The authors evaluate Qwen2.5-Omni's performance across various multimodal tasks, focusing on text, audio, image, and video understanding, as well as speech generation. The results show that Qwen2.5-Omni achieves competitive or superior performance compared to other models, particularly in image and video understanding, and demonstrates strong capabilities in multimodal reasoning and speech generation. Qwen2.5-Omni achieves strong performance in image and video understanding, outperforming other open-sourced models and competing with state-of-the-art models. The model demonstrates superior multimodal reasoning capabilities, achieving state-of-the-art results on multimodal benchmarks. Qwen2.5-Omni shows high-quality speech generation, with performance approaching human-level quality after speaker fine-tuning.

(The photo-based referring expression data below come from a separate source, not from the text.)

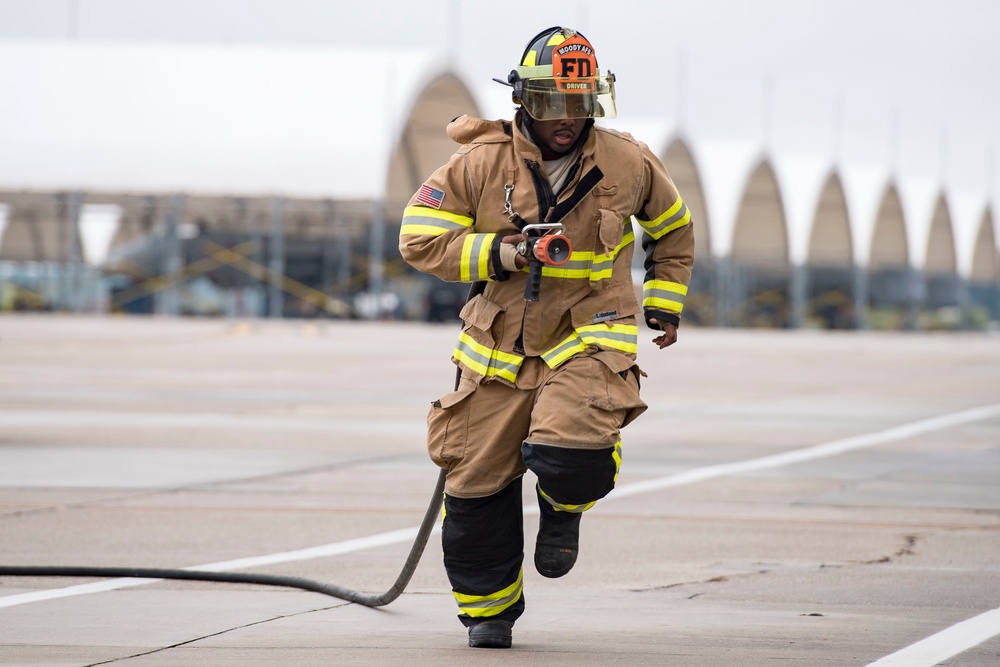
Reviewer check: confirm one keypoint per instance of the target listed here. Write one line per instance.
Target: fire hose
(543, 244)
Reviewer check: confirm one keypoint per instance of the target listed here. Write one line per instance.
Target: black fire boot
(491, 634)
(558, 541)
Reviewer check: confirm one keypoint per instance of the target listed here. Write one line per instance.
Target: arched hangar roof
(313, 122)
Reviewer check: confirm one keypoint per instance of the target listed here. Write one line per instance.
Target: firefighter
(547, 351)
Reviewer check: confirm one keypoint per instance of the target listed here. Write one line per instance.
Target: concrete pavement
(791, 497)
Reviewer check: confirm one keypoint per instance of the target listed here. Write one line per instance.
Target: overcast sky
(911, 84)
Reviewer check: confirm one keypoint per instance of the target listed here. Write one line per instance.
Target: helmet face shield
(552, 98)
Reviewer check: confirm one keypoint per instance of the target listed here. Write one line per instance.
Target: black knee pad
(574, 476)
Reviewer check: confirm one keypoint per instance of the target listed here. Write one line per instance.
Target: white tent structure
(325, 143)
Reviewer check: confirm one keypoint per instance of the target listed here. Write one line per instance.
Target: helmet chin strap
(528, 122)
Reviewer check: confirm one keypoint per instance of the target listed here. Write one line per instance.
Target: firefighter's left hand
(669, 335)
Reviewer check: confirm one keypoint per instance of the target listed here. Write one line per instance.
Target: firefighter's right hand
(510, 258)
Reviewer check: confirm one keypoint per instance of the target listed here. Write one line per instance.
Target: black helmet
(558, 77)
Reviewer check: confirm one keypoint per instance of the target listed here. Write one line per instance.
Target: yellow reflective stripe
(663, 295)
(676, 216)
(426, 221)
(476, 257)
(589, 265)
(617, 456)
(486, 361)
(565, 507)
(621, 337)
(479, 606)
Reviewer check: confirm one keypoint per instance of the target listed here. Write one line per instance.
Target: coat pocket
(448, 426)
(621, 391)
(479, 316)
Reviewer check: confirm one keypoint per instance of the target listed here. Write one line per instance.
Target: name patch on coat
(605, 315)
(429, 196)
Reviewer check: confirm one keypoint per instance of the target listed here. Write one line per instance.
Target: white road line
(689, 477)
(945, 644)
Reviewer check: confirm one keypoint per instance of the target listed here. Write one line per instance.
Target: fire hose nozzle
(550, 247)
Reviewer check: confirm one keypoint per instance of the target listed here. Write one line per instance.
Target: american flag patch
(429, 196)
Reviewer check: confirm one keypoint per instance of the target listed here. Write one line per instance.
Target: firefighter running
(546, 385)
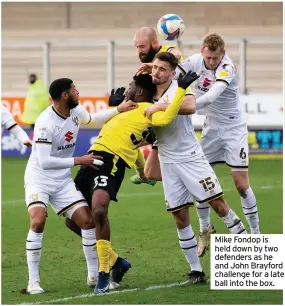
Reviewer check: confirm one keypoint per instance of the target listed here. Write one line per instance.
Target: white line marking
(108, 293)
(146, 194)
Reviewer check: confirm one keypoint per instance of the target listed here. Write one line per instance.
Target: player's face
(161, 72)
(73, 97)
(212, 58)
(145, 51)
(130, 93)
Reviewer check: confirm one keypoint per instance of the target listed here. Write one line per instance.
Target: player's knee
(87, 223)
(220, 206)
(37, 225)
(151, 175)
(241, 188)
(99, 213)
(37, 219)
(181, 217)
(241, 183)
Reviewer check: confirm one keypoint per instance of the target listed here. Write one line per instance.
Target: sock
(34, 251)
(249, 207)
(188, 244)
(113, 257)
(234, 223)
(90, 252)
(104, 253)
(203, 212)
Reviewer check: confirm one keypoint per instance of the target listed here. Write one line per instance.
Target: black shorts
(108, 177)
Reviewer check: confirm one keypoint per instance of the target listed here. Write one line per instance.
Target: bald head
(145, 33)
(147, 45)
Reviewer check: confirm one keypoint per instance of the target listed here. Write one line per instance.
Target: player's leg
(178, 200)
(248, 199)
(203, 184)
(70, 203)
(36, 202)
(212, 148)
(107, 182)
(229, 217)
(84, 182)
(237, 158)
(152, 166)
(152, 172)
(83, 219)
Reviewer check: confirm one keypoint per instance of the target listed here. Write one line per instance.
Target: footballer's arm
(188, 107)
(11, 125)
(176, 52)
(104, 116)
(165, 118)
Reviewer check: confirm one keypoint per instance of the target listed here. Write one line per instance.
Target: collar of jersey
(217, 66)
(162, 93)
(59, 114)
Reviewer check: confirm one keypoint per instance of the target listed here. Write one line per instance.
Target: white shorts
(64, 197)
(184, 182)
(225, 144)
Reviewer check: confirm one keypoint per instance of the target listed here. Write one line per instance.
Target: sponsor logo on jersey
(68, 136)
(206, 82)
(71, 145)
(75, 120)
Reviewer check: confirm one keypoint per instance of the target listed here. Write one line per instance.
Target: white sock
(249, 207)
(90, 252)
(234, 223)
(34, 251)
(203, 212)
(188, 244)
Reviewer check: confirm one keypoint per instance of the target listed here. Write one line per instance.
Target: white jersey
(7, 120)
(177, 142)
(227, 106)
(53, 129)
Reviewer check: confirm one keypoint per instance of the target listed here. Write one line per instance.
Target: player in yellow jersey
(118, 144)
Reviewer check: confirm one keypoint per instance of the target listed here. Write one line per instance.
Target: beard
(148, 58)
(71, 103)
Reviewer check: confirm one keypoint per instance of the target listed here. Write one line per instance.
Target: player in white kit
(8, 122)
(224, 135)
(48, 175)
(186, 173)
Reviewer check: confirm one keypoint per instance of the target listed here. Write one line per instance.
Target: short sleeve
(7, 119)
(84, 116)
(226, 73)
(42, 134)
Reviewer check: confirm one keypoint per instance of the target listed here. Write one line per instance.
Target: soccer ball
(170, 27)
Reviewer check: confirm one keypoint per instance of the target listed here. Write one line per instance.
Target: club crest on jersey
(75, 120)
(68, 136)
(206, 82)
(165, 99)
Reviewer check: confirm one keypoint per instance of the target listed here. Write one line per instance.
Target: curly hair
(213, 41)
(145, 81)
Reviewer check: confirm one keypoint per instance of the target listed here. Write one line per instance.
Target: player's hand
(87, 160)
(153, 109)
(187, 80)
(147, 67)
(117, 96)
(127, 106)
(28, 143)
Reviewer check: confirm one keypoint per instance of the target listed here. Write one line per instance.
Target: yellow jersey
(124, 133)
(168, 48)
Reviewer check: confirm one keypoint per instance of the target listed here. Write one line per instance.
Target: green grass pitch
(142, 231)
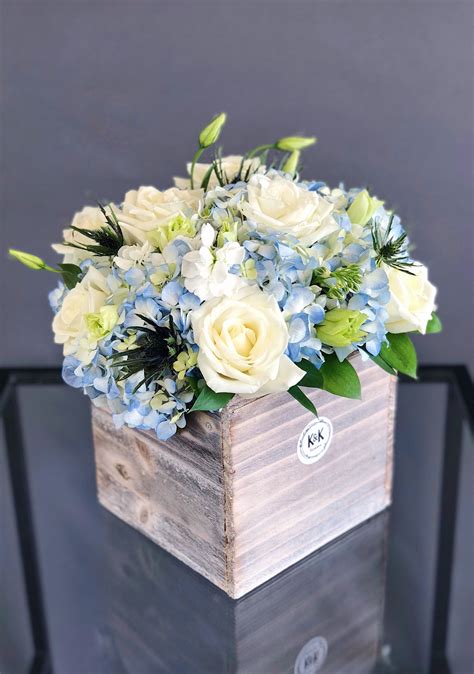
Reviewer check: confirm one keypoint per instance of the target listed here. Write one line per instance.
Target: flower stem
(259, 149)
(195, 158)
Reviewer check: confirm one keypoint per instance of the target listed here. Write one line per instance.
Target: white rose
(90, 217)
(145, 209)
(70, 325)
(230, 167)
(280, 205)
(206, 272)
(412, 299)
(242, 343)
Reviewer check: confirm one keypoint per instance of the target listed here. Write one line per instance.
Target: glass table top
(93, 596)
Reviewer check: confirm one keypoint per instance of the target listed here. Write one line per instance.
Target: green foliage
(381, 363)
(400, 354)
(208, 137)
(313, 377)
(340, 282)
(391, 251)
(333, 376)
(70, 274)
(210, 401)
(153, 352)
(303, 399)
(210, 134)
(107, 239)
(294, 143)
(340, 378)
(434, 325)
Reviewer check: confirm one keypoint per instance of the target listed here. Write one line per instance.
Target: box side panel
(284, 509)
(170, 491)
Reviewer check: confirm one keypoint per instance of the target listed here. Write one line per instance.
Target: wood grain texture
(171, 491)
(228, 494)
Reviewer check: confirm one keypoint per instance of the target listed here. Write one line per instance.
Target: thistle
(107, 239)
(391, 251)
(153, 352)
(340, 282)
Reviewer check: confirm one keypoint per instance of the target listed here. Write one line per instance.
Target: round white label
(314, 441)
(312, 656)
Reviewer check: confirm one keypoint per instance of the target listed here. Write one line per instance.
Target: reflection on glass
(322, 615)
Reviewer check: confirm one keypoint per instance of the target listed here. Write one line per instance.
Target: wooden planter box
(230, 496)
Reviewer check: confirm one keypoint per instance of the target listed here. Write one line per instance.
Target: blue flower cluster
(308, 247)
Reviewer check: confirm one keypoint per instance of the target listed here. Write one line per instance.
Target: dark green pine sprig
(392, 251)
(340, 282)
(154, 351)
(107, 239)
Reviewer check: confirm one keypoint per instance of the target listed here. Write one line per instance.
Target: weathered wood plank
(228, 494)
(165, 490)
(282, 509)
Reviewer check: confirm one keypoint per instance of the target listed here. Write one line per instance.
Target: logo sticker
(314, 441)
(312, 656)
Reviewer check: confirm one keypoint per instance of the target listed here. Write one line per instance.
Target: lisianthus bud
(363, 208)
(167, 232)
(291, 163)
(292, 143)
(210, 133)
(31, 261)
(341, 327)
(101, 323)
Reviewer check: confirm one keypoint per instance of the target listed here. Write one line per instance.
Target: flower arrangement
(242, 279)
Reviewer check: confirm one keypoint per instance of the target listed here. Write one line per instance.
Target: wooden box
(241, 495)
(322, 615)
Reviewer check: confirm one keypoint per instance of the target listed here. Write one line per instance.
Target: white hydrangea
(206, 271)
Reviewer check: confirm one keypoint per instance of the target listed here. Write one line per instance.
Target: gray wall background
(100, 97)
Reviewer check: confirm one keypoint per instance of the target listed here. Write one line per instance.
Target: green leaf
(400, 354)
(434, 325)
(381, 363)
(303, 399)
(70, 274)
(340, 378)
(208, 400)
(313, 377)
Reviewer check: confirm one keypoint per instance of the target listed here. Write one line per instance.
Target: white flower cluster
(241, 279)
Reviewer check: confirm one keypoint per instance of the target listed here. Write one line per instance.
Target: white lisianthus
(146, 209)
(280, 205)
(135, 256)
(412, 299)
(242, 343)
(90, 218)
(230, 167)
(70, 325)
(206, 271)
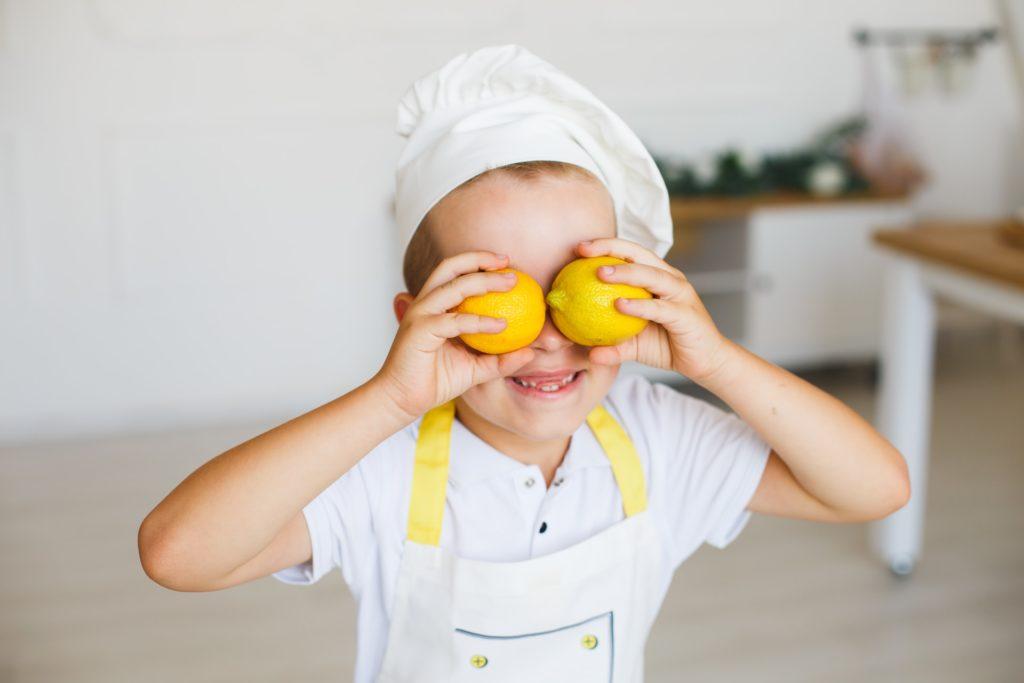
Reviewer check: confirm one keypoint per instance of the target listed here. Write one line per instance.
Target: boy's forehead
(537, 223)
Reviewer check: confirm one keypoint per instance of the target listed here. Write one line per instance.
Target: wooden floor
(788, 601)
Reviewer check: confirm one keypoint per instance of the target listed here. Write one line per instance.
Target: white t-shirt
(701, 464)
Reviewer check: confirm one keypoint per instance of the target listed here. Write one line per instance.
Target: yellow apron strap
(625, 462)
(426, 505)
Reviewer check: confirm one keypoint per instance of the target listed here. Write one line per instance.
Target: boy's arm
(826, 462)
(240, 515)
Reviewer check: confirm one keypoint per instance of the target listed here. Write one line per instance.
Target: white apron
(579, 614)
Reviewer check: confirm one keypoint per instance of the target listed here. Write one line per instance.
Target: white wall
(194, 195)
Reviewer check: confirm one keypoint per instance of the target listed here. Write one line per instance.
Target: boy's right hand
(426, 366)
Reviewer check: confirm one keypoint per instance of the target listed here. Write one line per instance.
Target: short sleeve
(340, 531)
(705, 466)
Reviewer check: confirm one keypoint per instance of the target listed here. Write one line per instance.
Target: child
(543, 546)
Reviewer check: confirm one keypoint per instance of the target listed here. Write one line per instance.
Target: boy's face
(538, 222)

The authors evaluate the speech generation capabilities of Qwen2.5-Omni, focusing on zero-shot and single-speaker scenarios. Results show that the model achieves competitive performance in zero-shot speech generation, with improvements after reinforcement learning. After speaker fine-tuning, the model produces speech that closely matches human-like naturalness and prosodic style across both objective and subjective metrics. Qwen2.5-Omni achieves competitive zero-shot speech generation performance with improvements after reinforcement learning The model demonstrates strong speaker similarity and content consistency in zero-shot speech generation After speaker fine-tuning, Qwen2.5-Omni achieves naturalness and prosodic style close to human-level quality
The evaluation compares Qwen2.5-Omni against competing 7B-sized and state-of-the-art models across standardized benchmarks covering text, audio, vision, and multimodal tasks. Experimental validation demonstrates robust text understanding and generation, particularly highlighting exceptional performance in coding and scientific reasoning alongside competitive general capabilities. Audio and visual assessments confirm strong automatic speech recognition, translation, and grounding abilities, while broader multimodal tests reveal superior reasoning and image understanding that rival leading systems. Overall, the model consistently delivers competitive or superior results across all evaluated domains, with reinforcement learning and speaker fine-tuning enabling human-level quality in single-speaker speech synthesis.